French broadcaster TF1 is understood to have put in the next richest bid, worth Euros2.2bn, according to German finance magazine Focus. The consortium bid involving German publishers Axel Springer, Bauer and the HypoVereinsbank is tendering Euros1.9bn. The other three bids are believed to be in the Euros1bn-1.9bn range.
Commenting on the range of bids, KirchMedia managing director Wolfgang van Betteray said "the great interest by potential investors impressively confirms our assessment that the restructuring of KirchMedia can be successfully completed in the coming months and the company preserved in its core business". But some creditors had hoped for bids to reach $3.5bn
Saban which received $1.45bn from the sale of its holding in the Fox Kids channel to Buena Vista, has had regular business dealings with Kirch over the years as a supplier. Saban's credits include the amazingly successful Mighty Morphin Power Ranger cartoon series. But that the top two bids came from foreign companies may reflect attempts to win over Germany's notoriously xenophobic media regulators.

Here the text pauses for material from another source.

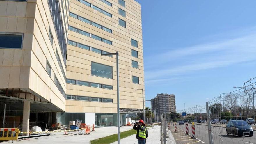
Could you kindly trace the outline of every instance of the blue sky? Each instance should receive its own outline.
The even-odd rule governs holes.
[[[138,1],[146,100],[175,94],[183,109],[256,77],[256,1]]]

Kirch Media holds worldwide broadcast rights to the 2006 World Cup and TV rights to the Bundesliga soccer matches and it owns one of the world's largest feature film libraries. But probably its most tangible - and politically most sensitive - asset is its 52.5% stake in the ProSieben and SAT 1 commercial TV channels.

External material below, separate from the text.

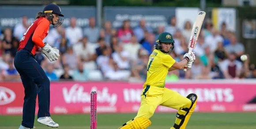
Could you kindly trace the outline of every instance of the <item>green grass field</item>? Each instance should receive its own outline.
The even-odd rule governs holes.
[[[98,129],[117,129],[132,118],[136,114],[98,114]],[[90,129],[89,114],[53,115],[53,119],[60,125],[58,129]],[[173,125],[174,113],[155,114],[151,118],[152,125],[148,129],[167,129]],[[256,112],[237,113],[195,113],[186,129],[256,129]],[[21,115],[0,116],[0,129],[18,129]],[[35,120],[37,129],[52,129],[39,124]]]

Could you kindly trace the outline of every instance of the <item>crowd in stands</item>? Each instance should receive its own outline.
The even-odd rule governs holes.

A decision will now be made as to which of the seven will be invited to undertake a more detailed due diligence of KirchMedia's books, and the successful bid should be finalised by the end of August or beginning of September.
The KirchMedia management reported that a total of $8.4bn receivables had been registered by the concern's creditors. In the last financial year, KirchMedia posted revenues of $1.3bn and a loss of $2.14m, with total assets amounting to $3.1bn.